Let's check how much of the ROME code is covered by links, more specifically: for a given job, how many mobility jobs and job groups are linked from it (either directly or because of its group)?


In [15]:
# In this snippet, we count # of links to groups & to specific jobs for each job.

mobility_from_group = mobility[mobility.job_source.isnull()][['group_source', 'group_target', 'job_target']]
# Count # of groups that are linked from each group.
mobility_from_group['target_groups'] = (
    mobility_from_group[mobility_from_group.job_target.isnull()]
        .groupby('group_source')['group_source'].transform('count'))
mobility_from_group['target_groups'].fillna(0, inplace=True)
# Count # of specific jobs that are linked from each group.
mobility_from_group['target_jobs'] = (
    mobility_from_group[mobility_from_group.job_target.notnull()]
        .groupby('group_source')['group_source'].transform('count'))
mobility_from_group['target_jobs'].fillna(0, inplace=True)

mobility_from_group = mobility_from_group.groupby('group_source', as_index=False).max()[
    ['group_source', 'target_groups', 'target_jobs']]

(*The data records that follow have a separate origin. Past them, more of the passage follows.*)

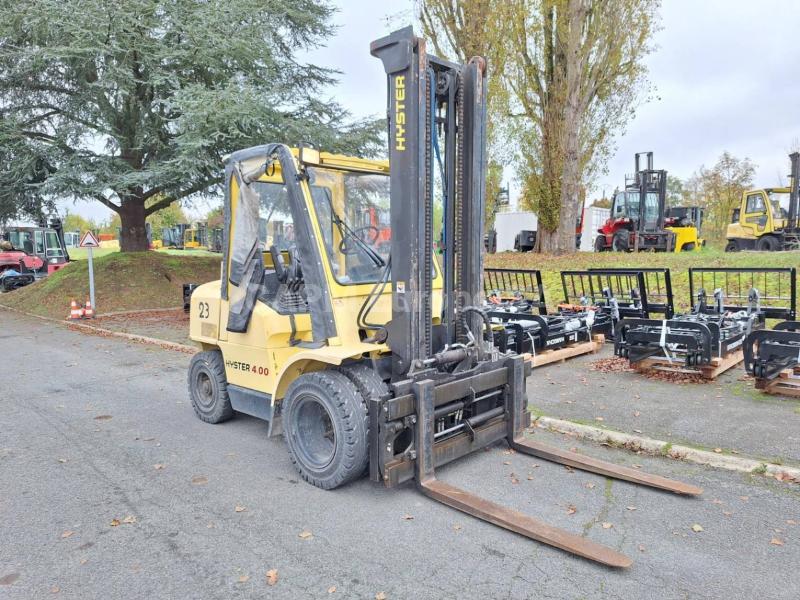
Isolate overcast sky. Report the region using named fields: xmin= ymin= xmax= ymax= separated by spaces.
xmin=67 ymin=0 xmax=800 ymax=216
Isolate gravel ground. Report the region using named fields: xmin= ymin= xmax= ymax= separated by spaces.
xmin=0 ymin=311 xmax=800 ymax=600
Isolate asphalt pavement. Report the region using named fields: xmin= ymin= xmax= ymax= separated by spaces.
xmin=0 ymin=310 xmax=800 ymax=600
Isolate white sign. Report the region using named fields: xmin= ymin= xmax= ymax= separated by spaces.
xmin=78 ymin=231 xmax=100 ymax=248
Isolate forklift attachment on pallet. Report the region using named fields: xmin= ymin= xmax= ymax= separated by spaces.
xmin=614 ymin=269 xmax=795 ymax=368
xmin=483 ymin=269 xmax=611 ymax=356
xmin=744 ymin=321 xmax=800 ymax=381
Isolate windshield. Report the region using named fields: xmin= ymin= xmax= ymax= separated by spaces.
xmin=767 ymin=191 xmax=789 ymax=219
xmin=308 ymin=168 xmax=392 ymax=285
xmin=44 ymin=229 xmax=64 ymax=258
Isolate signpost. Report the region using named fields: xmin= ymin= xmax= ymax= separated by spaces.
xmin=78 ymin=231 xmax=100 ymax=314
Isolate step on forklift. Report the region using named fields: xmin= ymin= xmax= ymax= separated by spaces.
xmin=594 ymin=152 xmax=703 ymax=252
xmin=725 ymin=152 xmax=800 ymax=252
xmin=188 ymin=27 xmax=701 ymax=567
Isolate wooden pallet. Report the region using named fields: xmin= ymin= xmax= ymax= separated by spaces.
xmin=756 ymin=366 xmax=800 ymax=398
xmin=631 ymin=350 xmax=744 ymax=379
xmin=530 ymin=334 xmax=606 ymax=367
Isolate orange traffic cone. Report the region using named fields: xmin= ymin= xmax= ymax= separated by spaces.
xmin=69 ymin=300 xmax=83 ymax=321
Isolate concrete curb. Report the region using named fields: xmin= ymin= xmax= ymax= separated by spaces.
xmin=0 ymin=304 xmax=200 ymax=354
xmin=533 ymin=416 xmax=800 ymax=483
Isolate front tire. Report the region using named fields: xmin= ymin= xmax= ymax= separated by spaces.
xmin=189 ymin=350 xmax=233 ymax=423
xmin=283 ymin=370 xmax=369 ymax=490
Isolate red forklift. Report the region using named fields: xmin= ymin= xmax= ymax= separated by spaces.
xmin=594 ymin=152 xmax=676 ymax=252
xmin=2 ymin=217 xmax=70 ymax=276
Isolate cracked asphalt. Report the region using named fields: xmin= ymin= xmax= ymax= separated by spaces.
xmin=0 ymin=310 xmax=800 ymax=600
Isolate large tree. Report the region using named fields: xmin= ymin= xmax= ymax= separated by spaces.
xmin=0 ymin=0 xmax=380 ymax=251
xmin=510 ymin=0 xmax=659 ymax=253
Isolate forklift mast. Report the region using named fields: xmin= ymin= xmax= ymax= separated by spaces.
xmin=787 ymin=152 xmax=800 ymax=230
xmin=370 ymin=27 xmax=486 ymax=380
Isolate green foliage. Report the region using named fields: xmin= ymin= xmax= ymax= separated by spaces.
xmin=0 ymin=0 xmax=381 ymax=249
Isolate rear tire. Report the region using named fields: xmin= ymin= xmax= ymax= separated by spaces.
xmin=283 ymin=370 xmax=369 ymax=490
xmin=611 ymin=231 xmax=628 ymax=252
xmin=189 ymin=350 xmax=233 ymax=423
xmin=756 ymin=235 xmax=780 ymax=252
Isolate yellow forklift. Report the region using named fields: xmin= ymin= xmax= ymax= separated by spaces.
xmin=188 ymin=27 xmax=701 ymax=567
xmin=725 ymin=152 xmax=800 ymax=252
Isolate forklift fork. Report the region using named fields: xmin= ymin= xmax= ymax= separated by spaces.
xmin=414 ymin=356 xmax=702 ymax=568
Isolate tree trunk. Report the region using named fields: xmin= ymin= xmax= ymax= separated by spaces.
xmin=117 ymin=196 xmax=149 ymax=252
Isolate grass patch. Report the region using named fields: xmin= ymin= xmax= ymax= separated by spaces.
xmin=0 ymin=252 xmax=220 ymax=319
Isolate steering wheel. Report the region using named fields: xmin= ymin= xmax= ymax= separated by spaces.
xmin=339 ymin=225 xmax=381 ymax=255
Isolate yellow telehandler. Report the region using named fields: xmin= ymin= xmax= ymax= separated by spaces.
xmin=188 ymin=27 xmax=701 ymax=567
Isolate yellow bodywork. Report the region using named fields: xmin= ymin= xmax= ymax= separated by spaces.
xmin=725 ymin=187 xmax=791 ymax=242
xmin=189 ymin=148 xmax=442 ymax=403
xmin=665 ymin=225 xmax=703 ymax=252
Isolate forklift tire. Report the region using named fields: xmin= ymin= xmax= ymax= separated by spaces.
xmin=189 ymin=350 xmax=233 ymax=423
xmin=594 ymin=235 xmax=606 ymax=252
xmin=611 ymin=232 xmax=628 ymax=252
xmin=756 ymin=235 xmax=780 ymax=252
xmin=283 ymin=370 xmax=369 ymax=490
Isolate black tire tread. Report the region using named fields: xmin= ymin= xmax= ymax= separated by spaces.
xmin=188 ymin=350 xmax=234 ymax=424
xmin=283 ymin=369 xmax=369 ymax=490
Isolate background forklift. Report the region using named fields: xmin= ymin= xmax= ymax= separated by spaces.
xmin=594 ymin=152 xmax=702 ymax=252
xmin=188 ymin=27 xmax=700 ymax=567
xmin=725 ymin=152 xmax=800 ymax=252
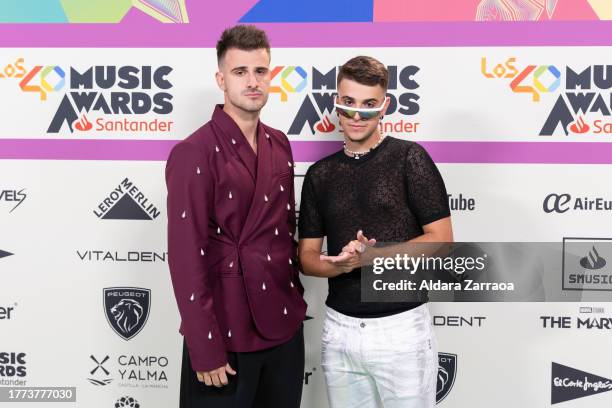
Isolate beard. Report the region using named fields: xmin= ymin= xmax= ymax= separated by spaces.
xmin=228 ymin=92 xmax=268 ymax=113
xmin=344 ymin=126 xmax=378 ymax=144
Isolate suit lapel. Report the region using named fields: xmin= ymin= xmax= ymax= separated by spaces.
xmin=240 ymin=122 xmax=272 ymax=240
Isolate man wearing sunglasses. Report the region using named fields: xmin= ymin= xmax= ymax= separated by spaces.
xmin=299 ymin=56 xmax=452 ymax=408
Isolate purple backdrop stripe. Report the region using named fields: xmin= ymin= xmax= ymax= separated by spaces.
xmin=0 ymin=0 xmax=612 ymax=48
xmin=0 ymin=139 xmax=612 ymax=164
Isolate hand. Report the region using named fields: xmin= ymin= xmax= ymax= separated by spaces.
xmin=319 ymin=230 xmax=376 ymax=273
xmin=319 ymin=251 xmax=361 ymax=273
xmin=196 ymin=363 xmax=236 ymax=387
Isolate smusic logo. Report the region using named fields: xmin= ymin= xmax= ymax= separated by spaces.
xmin=104 ymin=287 xmax=151 ymax=340
xmin=93 ymin=177 xmax=161 ymax=221
xmin=561 ymin=237 xmax=612 ymax=291
xmin=436 ymin=353 xmax=457 ymax=404
xmin=550 ymin=362 xmax=612 ymax=404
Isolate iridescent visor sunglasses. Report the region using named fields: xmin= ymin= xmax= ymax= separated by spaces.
xmin=334 ymin=98 xmax=387 ymax=120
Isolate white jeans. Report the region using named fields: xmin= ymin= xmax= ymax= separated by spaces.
xmin=321 ymin=304 xmax=438 ymax=408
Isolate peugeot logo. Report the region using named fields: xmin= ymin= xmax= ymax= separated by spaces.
xmin=542 ymin=193 xmax=572 ymax=213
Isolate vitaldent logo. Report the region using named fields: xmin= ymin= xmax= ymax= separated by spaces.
xmin=0 ymin=58 xmax=174 ymax=133
xmin=76 ymin=249 xmax=168 ymax=262
xmin=270 ymin=65 xmax=421 ymax=135
xmin=481 ymin=57 xmax=612 ymax=136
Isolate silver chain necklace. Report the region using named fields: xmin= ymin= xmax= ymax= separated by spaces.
xmin=344 ymin=135 xmax=385 ymax=160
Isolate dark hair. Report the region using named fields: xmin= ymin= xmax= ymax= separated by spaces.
xmin=336 ymin=55 xmax=389 ymax=90
xmin=217 ymin=25 xmax=270 ymax=62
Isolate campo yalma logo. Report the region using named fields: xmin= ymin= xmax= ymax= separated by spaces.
xmin=87 ymin=355 xmax=113 ymax=386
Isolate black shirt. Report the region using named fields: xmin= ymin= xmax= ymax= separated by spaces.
xmin=299 ymin=136 xmax=450 ymax=318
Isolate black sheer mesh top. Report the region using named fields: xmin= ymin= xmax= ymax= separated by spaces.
xmin=299 ymin=136 xmax=450 ymax=318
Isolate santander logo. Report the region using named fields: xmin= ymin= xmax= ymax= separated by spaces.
xmin=72 ymin=114 xmax=93 ymax=132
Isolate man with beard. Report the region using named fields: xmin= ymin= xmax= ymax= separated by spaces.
xmin=166 ymin=26 xmax=306 ymax=408
xmin=299 ymin=57 xmax=452 ymax=408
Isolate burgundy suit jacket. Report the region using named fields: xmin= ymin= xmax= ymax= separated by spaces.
xmin=166 ymin=105 xmax=306 ymax=371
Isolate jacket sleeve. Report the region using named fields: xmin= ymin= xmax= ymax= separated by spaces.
xmin=166 ymin=142 xmax=227 ymax=371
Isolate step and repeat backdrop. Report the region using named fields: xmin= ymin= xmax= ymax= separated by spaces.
xmin=0 ymin=0 xmax=612 ymax=408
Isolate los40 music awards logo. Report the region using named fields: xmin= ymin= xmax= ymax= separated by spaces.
xmin=270 ymin=65 xmax=422 ymax=136
xmin=0 ymin=58 xmax=174 ymax=133
xmin=480 ymin=57 xmax=612 ymax=136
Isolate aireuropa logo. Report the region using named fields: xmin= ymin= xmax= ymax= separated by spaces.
xmin=562 ymin=237 xmax=612 ymax=291
xmin=550 ymin=362 xmax=612 ymax=404
xmin=93 ymin=177 xmax=161 ymax=221
xmin=270 ymin=65 xmax=421 ymax=135
xmin=0 ymin=58 xmax=174 ymax=133
xmin=103 ymin=287 xmax=151 ymax=340
xmin=87 ymin=354 xmax=113 ymax=386
xmin=480 ymin=57 xmax=612 ymax=136
xmin=542 ymin=193 xmax=612 ymax=214
xmin=0 ymin=188 xmax=28 ymax=213
xmin=436 ymin=353 xmax=457 ymax=404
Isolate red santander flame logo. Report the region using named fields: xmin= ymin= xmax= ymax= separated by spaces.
xmin=315 ymin=115 xmax=336 ymax=133
xmin=72 ymin=114 xmax=93 ymax=132
xmin=570 ymin=116 xmax=591 ymax=133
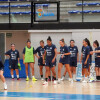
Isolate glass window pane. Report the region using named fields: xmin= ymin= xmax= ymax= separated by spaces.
xmin=83 ymin=0 xmax=100 ymax=22
xmin=10 ymin=2 xmax=31 ymax=23
xmin=0 ymin=2 xmax=9 ymax=23
xmin=60 ymin=0 xmax=82 ymax=22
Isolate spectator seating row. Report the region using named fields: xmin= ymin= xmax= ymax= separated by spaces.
xmin=0 ymin=4 xmax=49 ymax=8
xmin=0 ymin=0 xmax=35 ymax=2
xmin=0 ymin=11 xmax=31 ymax=15
xmin=76 ymin=2 xmax=100 ymax=6
xmin=68 ymin=10 xmax=100 ymax=14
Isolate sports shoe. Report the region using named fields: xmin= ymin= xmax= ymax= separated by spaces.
xmin=12 ymin=78 xmax=14 ymax=81
xmin=17 ymin=78 xmax=21 ymax=81
xmin=61 ymin=76 xmax=65 ymax=81
xmin=4 ymin=84 xmax=7 ymax=90
xmin=53 ymin=80 xmax=57 ymax=85
xmin=32 ymin=77 xmax=37 ymax=81
xmin=48 ymin=79 xmax=51 ymax=81
xmin=41 ymin=78 xmax=44 ymax=81
xmin=26 ymin=77 xmax=29 ymax=81
xmin=43 ymin=81 xmax=48 ymax=85
xmin=57 ymin=79 xmax=61 ymax=84
xmin=82 ymin=80 xmax=87 ymax=83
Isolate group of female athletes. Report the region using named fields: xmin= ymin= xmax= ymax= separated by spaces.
xmin=0 ymin=36 xmax=100 ymax=89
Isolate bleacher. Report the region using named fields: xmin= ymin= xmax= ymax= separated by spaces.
xmin=0 ymin=0 xmax=100 ymax=23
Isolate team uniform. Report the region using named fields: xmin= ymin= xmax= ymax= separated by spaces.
xmin=69 ymin=46 xmax=78 ymax=67
xmin=35 ymin=46 xmax=45 ymax=66
xmin=0 ymin=56 xmax=4 ymax=71
xmin=59 ymin=46 xmax=70 ymax=65
xmin=82 ymin=46 xmax=90 ymax=68
xmin=95 ymin=47 xmax=100 ymax=68
xmin=45 ymin=44 xmax=56 ymax=68
xmin=5 ymin=50 xmax=19 ymax=70
xmin=89 ymin=46 xmax=93 ymax=66
xmin=23 ymin=46 xmax=35 ymax=63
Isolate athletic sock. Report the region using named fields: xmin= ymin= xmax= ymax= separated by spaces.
xmin=48 ymin=76 xmax=51 ymax=80
xmin=84 ymin=77 xmax=87 ymax=81
xmin=73 ymin=74 xmax=76 ymax=80
xmin=98 ymin=76 xmax=100 ymax=80
xmin=45 ymin=78 xmax=48 ymax=82
xmin=17 ymin=75 xmax=19 ymax=78
xmin=32 ymin=76 xmax=35 ymax=78
xmin=96 ymin=76 xmax=98 ymax=80
xmin=52 ymin=76 xmax=54 ymax=80
xmin=53 ymin=77 xmax=56 ymax=80
xmin=3 ymin=82 xmax=7 ymax=86
xmin=58 ymin=78 xmax=61 ymax=81
xmin=41 ymin=75 xmax=43 ymax=78
xmin=11 ymin=75 xmax=14 ymax=78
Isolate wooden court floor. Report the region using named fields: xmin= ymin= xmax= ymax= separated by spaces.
xmin=0 ymin=79 xmax=100 ymax=100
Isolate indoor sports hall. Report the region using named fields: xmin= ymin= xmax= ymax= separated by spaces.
xmin=0 ymin=0 xmax=100 ymax=100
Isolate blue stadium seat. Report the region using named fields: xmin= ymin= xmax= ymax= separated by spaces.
xmin=10 ymin=0 xmax=17 ymax=1
xmin=19 ymin=4 xmax=31 ymax=7
xmin=10 ymin=5 xmax=20 ymax=7
xmin=91 ymin=10 xmax=100 ymax=13
xmin=11 ymin=12 xmax=21 ymax=14
xmin=68 ymin=10 xmax=79 ymax=14
xmin=20 ymin=11 xmax=31 ymax=14
xmin=4 ymin=59 xmax=26 ymax=78
xmin=76 ymin=3 xmax=87 ymax=6
xmin=0 ymin=12 xmax=9 ymax=15
xmin=0 ymin=0 xmax=8 ymax=1
xmin=80 ymin=10 xmax=91 ymax=13
xmin=88 ymin=2 xmax=99 ymax=6
xmin=0 ymin=5 xmax=9 ymax=8
xmin=36 ymin=4 xmax=49 ymax=7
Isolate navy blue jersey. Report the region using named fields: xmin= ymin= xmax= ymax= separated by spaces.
xmin=82 ymin=46 xmax=90 ymax=61
xmin=35 ymin=46 xmax=45 ymax=57
xmin=45 ymin=44 xmax=56 ymax=58
xmin=23 ymin=47 xmax=35 ymax=54
xmin=68 ymin=46 xmax=78 ymax=59
xmin=0 ymin=56 xmax=2 ymax=61
xmin=95 ymin=47 xmax=100 ymax=58
xmin=5 ymin=50 xmax=19 ymax=61
xmin=89 ymin=46 xmax=93 ymax=60
xmin=60 ymin=46 xmax=70 ymax=60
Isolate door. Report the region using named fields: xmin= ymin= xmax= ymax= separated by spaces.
xmin=0 ymin=33 xmax=5 ymax=62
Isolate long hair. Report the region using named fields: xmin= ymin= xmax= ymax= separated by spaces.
xmin=93 ymin=40 xmax=99 ymax=47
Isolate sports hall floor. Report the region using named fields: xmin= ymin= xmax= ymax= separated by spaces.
xmin=0 ymin=79 xmax=100 ymax=100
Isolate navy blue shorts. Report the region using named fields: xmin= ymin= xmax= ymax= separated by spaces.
xmin=89 ymin=59 xmax=92 ymax=66
xmin=95 ymin=57 xmax=100 ymax=68
xmin=82 ymin=60 xmax=90 ymax=69
xmin=59 ymin=58 xmax=70 ymax=65
xmin=38 ymin=57 xmax=45 ymax=66
xmin=45 ymin=59 xmax=56 ymax=68
xmin=70 ymin=58 xmax=77 ymax=67
xmin=0 ymin=61 xmax=4 ymax=71
xmin=9 ymin=61 xmax=18 ymax=70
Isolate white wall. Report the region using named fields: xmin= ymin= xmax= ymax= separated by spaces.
xmin=30 ymin=32 xmax=72 ymax=78
xmin=6 ymin=31 xmax=29 ymax=59
xmin=29 ymin=30 xmax=100 ymax=78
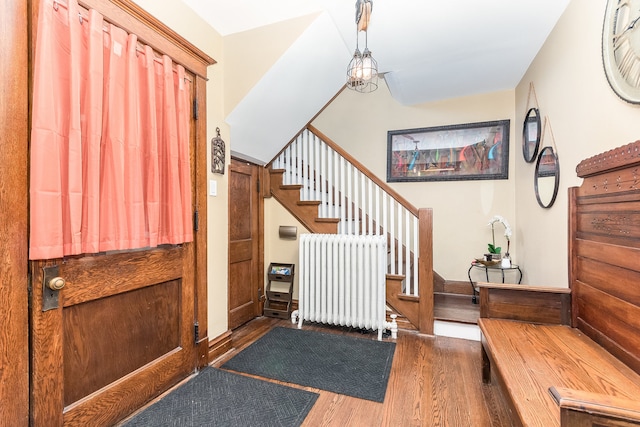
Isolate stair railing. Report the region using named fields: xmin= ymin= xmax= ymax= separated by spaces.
xmin=272 ymin=126 xmax=420 ymax=297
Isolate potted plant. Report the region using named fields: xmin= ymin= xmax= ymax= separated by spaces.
xmin=485 ymin=215 xmax=511 ymax=261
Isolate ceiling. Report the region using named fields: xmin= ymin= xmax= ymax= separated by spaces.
xmin=176 ymin=0 xmax=569 ymax=161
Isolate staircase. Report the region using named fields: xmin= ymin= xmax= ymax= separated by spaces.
xmin=269 ymin=126 xmax=433 ymax=334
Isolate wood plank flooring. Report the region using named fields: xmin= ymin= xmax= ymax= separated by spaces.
xmin=212 ymin=317 xmax=511 ymax=427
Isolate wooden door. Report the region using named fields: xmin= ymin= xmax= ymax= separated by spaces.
xmin=31 ymin=243 xmax=197 ymax=426
xmin=27 ymin=0 xmax=215 ymax=427
xmin=229 ymin=160 xmax=263 ymax=329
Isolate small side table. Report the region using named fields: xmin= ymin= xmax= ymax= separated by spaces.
xmin=467 ymin=262 xmax=522 ymax=304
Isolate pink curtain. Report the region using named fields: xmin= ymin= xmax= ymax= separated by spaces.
xmin=29 ymin=0 xmax=193 ymax=259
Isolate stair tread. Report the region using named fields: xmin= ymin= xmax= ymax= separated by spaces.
xmin=316 ymin=218 xmax=340 ymax=224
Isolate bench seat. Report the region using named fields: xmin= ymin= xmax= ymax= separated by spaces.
xmin=478 ymin=318 xmax=640 ymax=427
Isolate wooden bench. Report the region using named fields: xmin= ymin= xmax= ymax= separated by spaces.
xmin=478 ymin=141 xmax=640 ymax=427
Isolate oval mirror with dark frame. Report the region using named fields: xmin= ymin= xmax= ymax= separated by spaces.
xmin=522 ymin=108 xmax=542 ymax=163
xmin=534 ymin=147 xmax=560 ymax=209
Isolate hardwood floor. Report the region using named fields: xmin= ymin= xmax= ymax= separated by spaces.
xmin=212 ymin=317 xmax=511 ymax=427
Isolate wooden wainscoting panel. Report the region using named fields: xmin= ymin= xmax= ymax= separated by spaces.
xmin=63 ymin=280 xmax=180 ymax=406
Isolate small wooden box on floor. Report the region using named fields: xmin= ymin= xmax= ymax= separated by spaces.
xmin=264 ymin=262 xmax=295 ymax=319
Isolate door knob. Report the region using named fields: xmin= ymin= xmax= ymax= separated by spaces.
xmin=47 ymin=277 xmax=67 ymax=291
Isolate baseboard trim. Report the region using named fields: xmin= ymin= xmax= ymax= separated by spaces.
xmin=209 ymin=331 xmax=232 ymax=363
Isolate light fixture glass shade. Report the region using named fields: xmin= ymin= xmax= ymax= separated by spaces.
xmin=347 ymin=48 xmax=378 ymax=93
xmin=356 ymin=47 xmax=378 ymax=92
xmin=347 ymin=47 xmax=365 ymax=90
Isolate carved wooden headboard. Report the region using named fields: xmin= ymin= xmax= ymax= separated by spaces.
xmin=569 ymin=141 xmax=640 ymax=373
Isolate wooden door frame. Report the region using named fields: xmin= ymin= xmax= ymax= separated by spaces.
xmin=20 ymin=0 xmax=215 ymax=426
xmin=227 ymin=156 xmax=266 ymax=330
xmin=0 ymin=0 xmax=29 ymax=426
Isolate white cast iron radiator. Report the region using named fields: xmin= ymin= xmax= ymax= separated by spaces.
xmin=291 ymin=234 xmax=398 ymax=340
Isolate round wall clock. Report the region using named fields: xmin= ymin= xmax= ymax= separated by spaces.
xmin=602 ymin=0 xmax=640 ymax=104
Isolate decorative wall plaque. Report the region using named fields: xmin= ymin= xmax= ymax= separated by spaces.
xmin=211 ymin=128 xmax=224 ymax=175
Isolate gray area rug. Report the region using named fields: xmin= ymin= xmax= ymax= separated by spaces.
xmin=122 ymin=367 xmax=318 ymax=427
xmin=222 ymin=327 xmax=396 ymax=402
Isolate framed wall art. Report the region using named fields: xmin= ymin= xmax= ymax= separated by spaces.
xmin=387 ymin=120 xmax=509 ymax=182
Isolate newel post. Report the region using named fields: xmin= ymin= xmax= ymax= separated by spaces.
xmin=418 ymin=208 xmax=433 ymax=335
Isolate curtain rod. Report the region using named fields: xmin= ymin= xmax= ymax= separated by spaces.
xmin=53 ymin=0 xmax=192 ymax=82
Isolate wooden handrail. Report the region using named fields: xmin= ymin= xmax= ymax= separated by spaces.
xmin=307 ymin=125 xmax=418 ymax=217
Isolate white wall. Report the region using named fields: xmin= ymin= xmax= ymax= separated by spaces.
xmin=313 ymin=81 xmax=518 ymax=281
xmin=515 ymin=0 xmax=640 ymax=286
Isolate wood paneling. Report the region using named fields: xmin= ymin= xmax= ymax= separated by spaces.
xmin=63 ymin=280 xmax=180 ymax=406
xmin=0 ymin=0 xmax=29 ymax=426
xmin=27 ymin=0 xmax=215 ymax=426
xmin=228 ymin=159 xmax=263 ymax=329
xmin=478 ymin=282 xmax=571 ymax=325
xmin=570 ymin=141 xmax=640 ymax=373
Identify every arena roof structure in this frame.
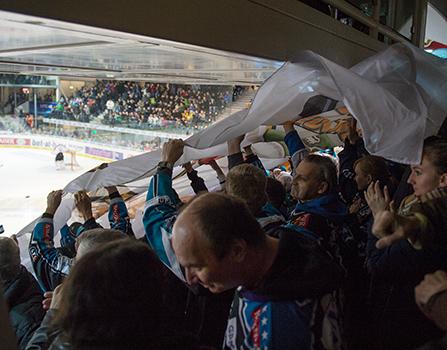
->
[0,11,282,85]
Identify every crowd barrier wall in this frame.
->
[0,134,141,162]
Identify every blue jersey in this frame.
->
[28,195,132,291]
[143,169,341,350]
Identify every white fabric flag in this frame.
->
[15,44,447,237]
[65,44,447,196]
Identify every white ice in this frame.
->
[0,148,102,236]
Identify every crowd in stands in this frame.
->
[50,81,243,129]
[0,100,447,350]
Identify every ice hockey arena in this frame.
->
[0,0,447,350]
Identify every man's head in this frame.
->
[291,154,337,201]
[76,228,128,260]
[172,193,266,293]
[0,237,20,283]
[225,164,267,215]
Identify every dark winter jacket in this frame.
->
[26,310,203,350]
[224,229,343,350]
[367,226,447,350]
[5,266,45,349]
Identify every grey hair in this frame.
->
[0,237,21,283]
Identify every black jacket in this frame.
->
[5,266,45,349]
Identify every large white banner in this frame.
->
[16,44,447,237]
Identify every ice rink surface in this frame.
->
[0,148,102,236]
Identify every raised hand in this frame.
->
[227,134,245,155]
[75,191,93,221]
[161,139,185,165]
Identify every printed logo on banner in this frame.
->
[225,317,237,350]
[0,137,31,146]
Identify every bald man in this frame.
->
[172,193,341,350]
[143,140,342,350]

mobility_from_job = mobility[mobility.job_source.notnull()][['job_source', 'group_target', 'job_target']]
# Count # of groups that are linked from each job.
mobility_from_job['target_groups'] = (
    mobility_from_job[mobility_from_job.job_target.isnull()]
        .groupby('job_source')['job_source'].transform('count'))
mobility_from_job['target_groups'].fillna(0, inplace=True)
# Count # of jobs that are linked from each job.
mobility_from_job['target_jobs'] = (
    mobility_from_job[mobility_from_job.job_target.notnull()]
        .groupby('job_source')['job_source'].transform('count'))
mobility_from_job['target_jobs'].fillna(0, inplace=True)

mobility_from_job = mobility_from_job.groupby('job_source', as_index=False).max()[
    ['job_source', 'target_groups', 'target_jobs']]

jobs_with_counts = pandas.merge(
    jobs, mobility_from_group, left_on='code_rome', right_on='group_source', how='left')
jobs_with_counts = pandas.merge(
    jobs_with_counts, mobility_from_job, left_on='code_ogr', right_on='job_source', how='left')

jobs_with_counts.fillna(0, inplace=True)
jobs_with_counts['target_groups'] = jobs_with_counts.target_groups_x + jobs_with_counts.target_groups_y
jobs_with_counts['target_jobs'] = jobs_with_counts.target_jobs_x + jobs_with_counts.target_jobs_y
jobs_with_counts['total'] = jobs_with_counts['target_groups'] + jobs_with_counts['target_jobs']

jobs_with_counts = jobs_with_counts[['code_ogr', 'libelle_appellation_court', 'target_groups', 'target_jobs', 'total']]

In [16]:
# Jobs that don't have any links from them or from their group.
jobs_with_counts[jobs_with_counts.total == 0]['libelle_appellation_court'].tolist()


Out[16]:
['Assistant / Assistante de service juridique',
 'Assistant notarial / Assistante notariale',
 'Auxiliaire juridique',
 'Clerc',
 'Clerc assermenté',
 'Clerc aux formalités',
 'Clerc aux formalités de notaire',
 "Clerc d''avocat",
 'Clerc de commissaire-priseur',
 "Clerc d''huissier",
 'Clerc formaliste',
 'Clerc hors rang',
 'Clerc hors rang de notaire',
 'Clerc rédacteur',
 'Clerc significateur',
 "Clerc significateur assermenté d''huissier",
 "Collaborateur(trice) d''huissier chargé(e) de recouvrement",
 'Greffier / Greffière',
 'Greffier / Greffière en chef',
 'Premier clerc',
 'Principal clerc',
 'Principal clerc adjoint',
 'Principal clerc adjoint de notaire',
 "Principal clerc d''avocat",
 'Principal clerc de commissaire-priseur',
 'Principal clerc de notaire',
 "Principal clerc d''huissier",
 "Sous-principal clerc d''avocat",
 'Sous-principal clerc de notaire',
 'Formaliste']

In [17]:
jobs_with_counts.total.hist()
str(len(jobs_with_counts.total[jobs_with_counts.total >= 5].index) / len(jobs_with_counts.index)*100) + '%'


Out[17]:
'85.4585312385824%'

For each job, except for the ~30 jobs above in the law business, there is at least one link, and in most of the cases (85%) there are 5 or more.